The Ruins Don’t Feel Safe
The ruins looked safer from far away.
Up close, they felt… worse.
Broken stone walls leaned against rubble, with cracked pillars buried in dirt. Symbols were carved into the rock. This place wasn’t abandoned.
We gathered inside, breathing hard.
Counting.
Seventeen went in.
Thirteen made it into the ruins.
No one said their names out loud.
A girl slid down against a wall and hugged her knees. Someone else paced in tight circles, muttering to himself. The guy with the headset finally took it off and threw it on the ground.
“So…” he said, voice shaky. “This place is special… those… things they didn’t chase us in.”
“That doesn’t mean they won’t come in,” someone replied.
I leaned against a pillar and closed my eyes for half a second.
The monsters had stopped at the tree line.
They were not scared.
Not tired either.
They chose not to follow.
Which meant these ruins were important.
“Hey,” a quiet voice said.
I opened my eyes.
A girl stood a few feet away from me.
“You didn’t use your points, you ok?” she said.
I blinked. “What?”
“I saw you,” she continued. “Everyone else reacted and spent them. You didn’t.”
“…Yeah. Not yet.”
She nodded like that answer made sense.
“I’m Mira.”
“Ryen.”
We shook hands.
“People who rush decisions usually die first in movies,” she said. “I decided to split mine. Endurance and perception. Just enough.”
“See anything useful?” I asked.
She glanced at the walls.
“A fight was in this place… it was long ago. Look at the cuts in the stone, those are weapon marks.”

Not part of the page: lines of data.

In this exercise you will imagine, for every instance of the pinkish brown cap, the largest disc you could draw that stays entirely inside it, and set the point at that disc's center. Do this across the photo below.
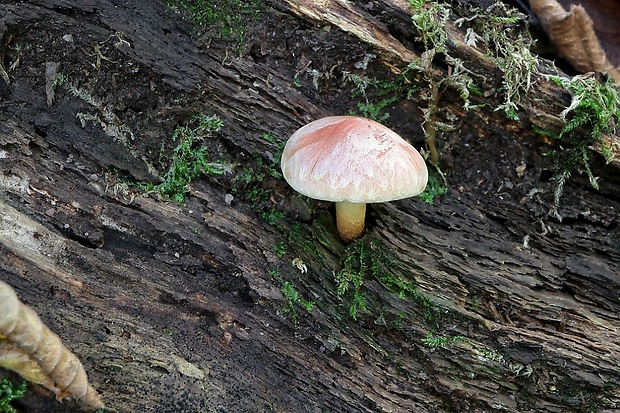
(346, 158)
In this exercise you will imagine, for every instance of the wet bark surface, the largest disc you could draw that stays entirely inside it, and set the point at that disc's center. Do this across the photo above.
(182, 307)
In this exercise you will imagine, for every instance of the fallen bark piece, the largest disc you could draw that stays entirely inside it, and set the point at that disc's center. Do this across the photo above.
(30, 348)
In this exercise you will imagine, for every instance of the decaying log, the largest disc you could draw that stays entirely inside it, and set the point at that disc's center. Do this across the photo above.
(31, 349)
(479, 303)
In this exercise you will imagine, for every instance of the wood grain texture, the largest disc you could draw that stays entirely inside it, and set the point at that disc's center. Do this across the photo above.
(176, 308)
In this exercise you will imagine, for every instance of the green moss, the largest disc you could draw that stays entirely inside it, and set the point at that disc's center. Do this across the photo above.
(226, 18)
(190, 158)
(594, 108)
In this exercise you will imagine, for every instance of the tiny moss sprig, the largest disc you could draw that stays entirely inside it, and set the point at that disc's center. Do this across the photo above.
(10, 392)
(595, 106)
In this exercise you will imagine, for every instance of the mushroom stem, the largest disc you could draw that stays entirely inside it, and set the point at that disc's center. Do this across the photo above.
(350, 220)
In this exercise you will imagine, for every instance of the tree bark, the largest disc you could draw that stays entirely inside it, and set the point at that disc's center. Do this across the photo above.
(482, 302)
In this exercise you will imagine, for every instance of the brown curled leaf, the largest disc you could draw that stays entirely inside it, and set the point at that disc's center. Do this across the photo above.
(30, 348)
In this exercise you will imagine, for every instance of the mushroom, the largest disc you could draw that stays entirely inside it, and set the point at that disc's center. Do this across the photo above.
(352, 161)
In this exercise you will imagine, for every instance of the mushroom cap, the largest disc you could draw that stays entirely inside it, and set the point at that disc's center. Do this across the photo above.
(347, 158)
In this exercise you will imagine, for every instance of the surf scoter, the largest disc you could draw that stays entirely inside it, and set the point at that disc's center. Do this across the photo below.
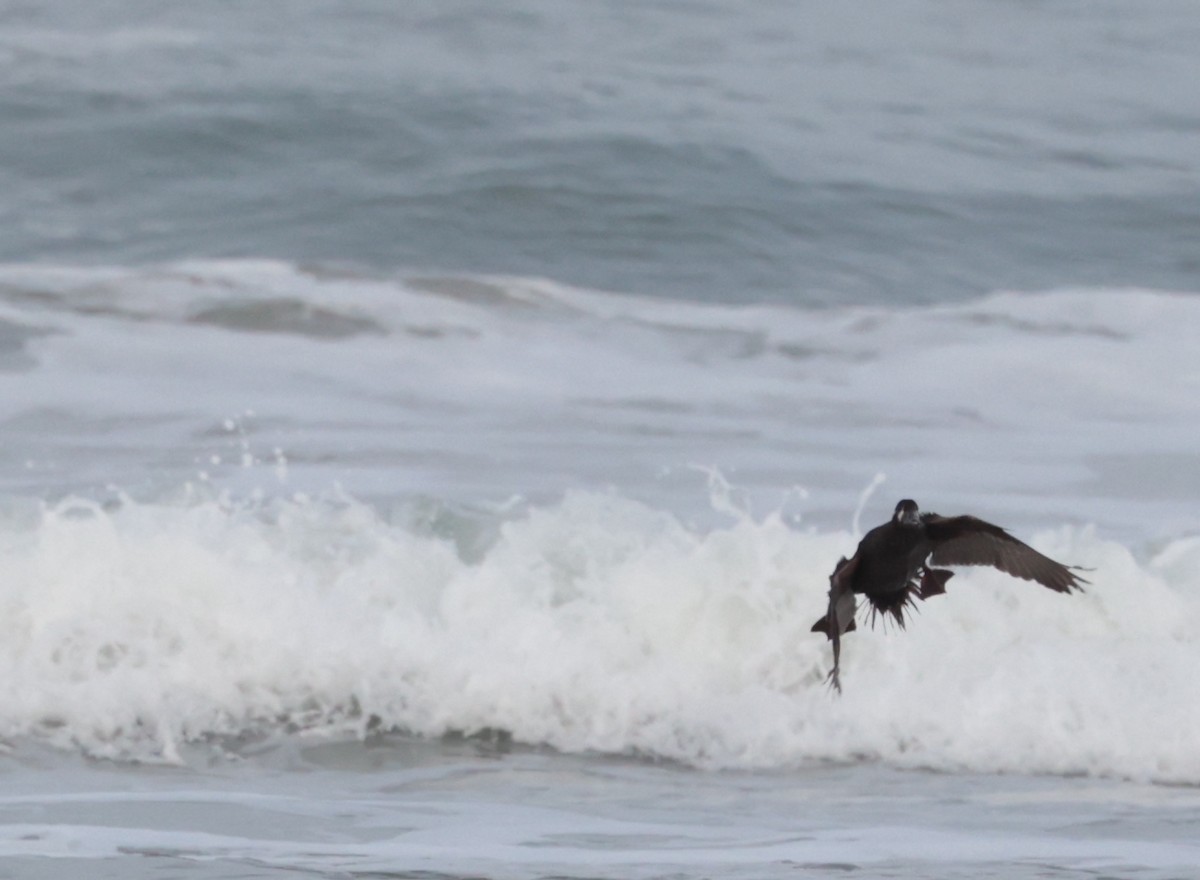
(892, 567)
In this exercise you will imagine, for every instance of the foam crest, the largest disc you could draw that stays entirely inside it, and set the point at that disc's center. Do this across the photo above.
(598, 623)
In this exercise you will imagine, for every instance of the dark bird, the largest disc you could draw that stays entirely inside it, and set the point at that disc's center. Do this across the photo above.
(892, 568)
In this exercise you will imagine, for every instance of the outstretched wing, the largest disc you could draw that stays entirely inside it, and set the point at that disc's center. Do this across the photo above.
(969, 540)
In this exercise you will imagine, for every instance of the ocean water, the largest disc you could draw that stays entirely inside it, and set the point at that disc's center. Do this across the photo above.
(426, 432)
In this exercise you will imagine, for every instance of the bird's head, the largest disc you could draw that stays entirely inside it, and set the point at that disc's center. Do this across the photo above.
(906, 513)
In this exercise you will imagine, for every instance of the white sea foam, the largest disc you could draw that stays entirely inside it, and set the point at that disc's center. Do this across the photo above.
(598, 623)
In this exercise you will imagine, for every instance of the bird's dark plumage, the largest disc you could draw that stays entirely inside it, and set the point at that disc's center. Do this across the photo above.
(893, 567)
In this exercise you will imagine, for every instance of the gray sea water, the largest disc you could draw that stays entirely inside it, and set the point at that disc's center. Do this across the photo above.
(426, 431)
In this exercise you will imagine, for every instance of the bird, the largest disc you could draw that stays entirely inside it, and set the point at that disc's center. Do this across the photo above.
(893, 567)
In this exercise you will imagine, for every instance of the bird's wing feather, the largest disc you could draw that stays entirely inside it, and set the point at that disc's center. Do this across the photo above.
(969, 540)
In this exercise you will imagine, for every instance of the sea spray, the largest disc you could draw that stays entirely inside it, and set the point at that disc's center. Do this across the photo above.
(595, 623)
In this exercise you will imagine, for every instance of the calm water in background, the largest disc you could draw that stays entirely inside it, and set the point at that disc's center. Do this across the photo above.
(379, 373)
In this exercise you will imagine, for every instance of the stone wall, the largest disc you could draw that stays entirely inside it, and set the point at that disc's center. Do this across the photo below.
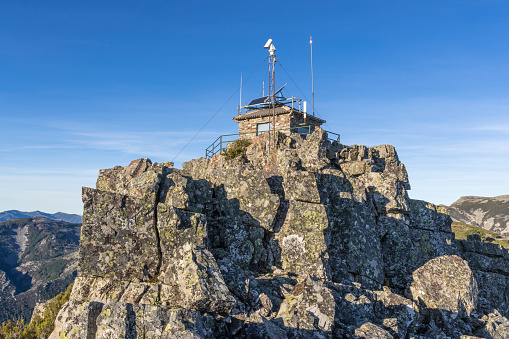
(283, 121)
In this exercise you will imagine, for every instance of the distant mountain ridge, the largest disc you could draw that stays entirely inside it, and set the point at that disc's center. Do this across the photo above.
(490, 213)
(38, 260)
(13, 214)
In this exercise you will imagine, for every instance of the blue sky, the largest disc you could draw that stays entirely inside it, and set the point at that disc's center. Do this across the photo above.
(95, 84)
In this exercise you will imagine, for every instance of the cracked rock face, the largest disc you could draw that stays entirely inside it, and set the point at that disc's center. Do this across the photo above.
(305, 239)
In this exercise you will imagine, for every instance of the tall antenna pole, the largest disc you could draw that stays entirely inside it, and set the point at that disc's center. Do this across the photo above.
(240, 101)
(272, 90)
(312, 80)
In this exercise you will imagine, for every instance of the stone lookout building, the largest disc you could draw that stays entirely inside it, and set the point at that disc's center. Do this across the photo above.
(290, 115)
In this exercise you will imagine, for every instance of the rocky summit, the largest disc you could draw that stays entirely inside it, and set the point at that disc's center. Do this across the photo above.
(299, 238)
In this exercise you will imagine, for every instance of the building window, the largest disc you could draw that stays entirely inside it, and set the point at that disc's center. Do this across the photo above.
(304, 130)
(261, 128)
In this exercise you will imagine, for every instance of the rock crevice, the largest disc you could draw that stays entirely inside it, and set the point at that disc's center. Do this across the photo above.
(306, 238)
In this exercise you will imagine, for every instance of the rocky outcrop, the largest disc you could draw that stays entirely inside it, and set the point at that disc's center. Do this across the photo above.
(491, 213)
(304, 238)
(38, 260)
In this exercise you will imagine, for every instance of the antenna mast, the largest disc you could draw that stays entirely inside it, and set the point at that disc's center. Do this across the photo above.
(240, 101)
(272, 87)
(312, 80)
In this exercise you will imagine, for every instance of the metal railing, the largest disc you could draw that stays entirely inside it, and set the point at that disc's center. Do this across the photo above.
(220, 144)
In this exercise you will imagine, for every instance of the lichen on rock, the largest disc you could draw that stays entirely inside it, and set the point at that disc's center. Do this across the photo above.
(301, 237)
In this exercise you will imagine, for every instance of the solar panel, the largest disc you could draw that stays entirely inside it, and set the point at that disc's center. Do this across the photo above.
(258, 101)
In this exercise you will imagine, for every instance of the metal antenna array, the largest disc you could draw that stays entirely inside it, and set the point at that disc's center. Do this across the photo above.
(272, 89)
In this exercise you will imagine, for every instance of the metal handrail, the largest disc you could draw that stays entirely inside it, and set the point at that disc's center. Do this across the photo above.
(217, 145)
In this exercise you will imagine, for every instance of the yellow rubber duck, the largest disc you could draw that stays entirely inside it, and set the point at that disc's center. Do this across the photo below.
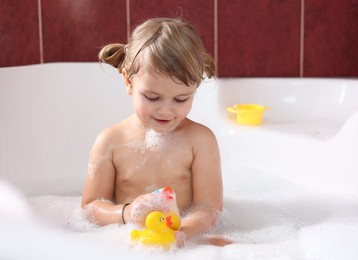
(160, 229)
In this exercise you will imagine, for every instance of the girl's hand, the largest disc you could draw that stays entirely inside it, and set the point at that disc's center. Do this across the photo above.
(143, 205)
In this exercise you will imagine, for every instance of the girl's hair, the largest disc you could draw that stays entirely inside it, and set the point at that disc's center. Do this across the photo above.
(168, 46)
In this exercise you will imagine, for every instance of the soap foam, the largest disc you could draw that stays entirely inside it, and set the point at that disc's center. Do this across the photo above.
(273, 221)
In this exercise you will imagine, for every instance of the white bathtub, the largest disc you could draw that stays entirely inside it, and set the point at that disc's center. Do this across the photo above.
(299, 166)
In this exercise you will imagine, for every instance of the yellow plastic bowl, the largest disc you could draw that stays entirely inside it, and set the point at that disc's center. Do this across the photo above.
(248, 114)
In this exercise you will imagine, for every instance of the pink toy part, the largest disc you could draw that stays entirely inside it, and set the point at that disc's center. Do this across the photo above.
(168, 193)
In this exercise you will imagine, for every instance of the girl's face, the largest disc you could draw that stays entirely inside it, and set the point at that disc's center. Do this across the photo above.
(159, 102)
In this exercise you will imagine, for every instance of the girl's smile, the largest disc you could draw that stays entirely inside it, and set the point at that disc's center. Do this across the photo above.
(159, 102)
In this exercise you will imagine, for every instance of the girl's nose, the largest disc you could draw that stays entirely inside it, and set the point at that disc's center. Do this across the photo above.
(165, 109)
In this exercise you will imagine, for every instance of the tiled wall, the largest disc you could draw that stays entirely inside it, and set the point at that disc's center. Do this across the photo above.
(248, 38)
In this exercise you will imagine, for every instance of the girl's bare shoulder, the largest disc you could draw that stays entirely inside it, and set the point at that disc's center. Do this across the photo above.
(199, 132)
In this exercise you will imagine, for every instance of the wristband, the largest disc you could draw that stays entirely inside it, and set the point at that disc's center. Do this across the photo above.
(124, 207)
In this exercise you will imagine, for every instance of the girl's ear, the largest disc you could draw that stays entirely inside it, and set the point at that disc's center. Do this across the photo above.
(127, 82)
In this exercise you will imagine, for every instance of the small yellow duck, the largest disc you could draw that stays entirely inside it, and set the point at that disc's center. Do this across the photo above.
(160, 229)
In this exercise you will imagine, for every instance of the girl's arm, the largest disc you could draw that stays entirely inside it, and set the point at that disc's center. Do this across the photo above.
(207, 186)
(98, 193)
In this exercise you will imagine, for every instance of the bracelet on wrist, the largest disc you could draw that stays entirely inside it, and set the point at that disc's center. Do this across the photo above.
(123, 208)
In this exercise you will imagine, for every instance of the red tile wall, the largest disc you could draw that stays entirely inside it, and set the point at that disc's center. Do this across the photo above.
(19, 33)
(249, 38)
(259, 38)
(331, 38)
(75, 30)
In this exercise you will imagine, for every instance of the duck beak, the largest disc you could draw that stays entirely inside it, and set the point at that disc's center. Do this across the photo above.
(168, 220)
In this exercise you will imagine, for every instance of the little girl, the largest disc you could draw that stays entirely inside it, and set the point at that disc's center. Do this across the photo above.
(158, 146)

That made my stomach twist.
So Stage 1 wasn't a peaceful one.
A system notification flickered briefly in my vision.
AREA DISCOVERED: ANCIENT OUTPOST
STATUS: TEMPORARY SAFE ZONE
Temporary?
Of course it was.
A man nearby opened his menu and cursed.
“Why is the first stage so hard? How hard are going to be the other ones?”
No one answered him.
Because if this was Stage 1…
then that meant Stage 2 would be much harder.
And Stage 3.
And all the way up to twelve.
Someone else whispered, “Do you think anyone has ever cleared this?”
No response.
The ruins creaked.
Stone grinding against stone.
Dust fell from above.
Mira stiffened.
“…It’s not empty,” she said.
The system chimed, soft but unmistakable.
NOTICE:
SAFE ZONES DECAY OVER TIME.
PREPARE OR MOVE.
I closed the window.
“Alright,” I said quietly. “We don’t stay long.”
Mira met my eyes.
“Good,” she replied. “Because whatever built this place?”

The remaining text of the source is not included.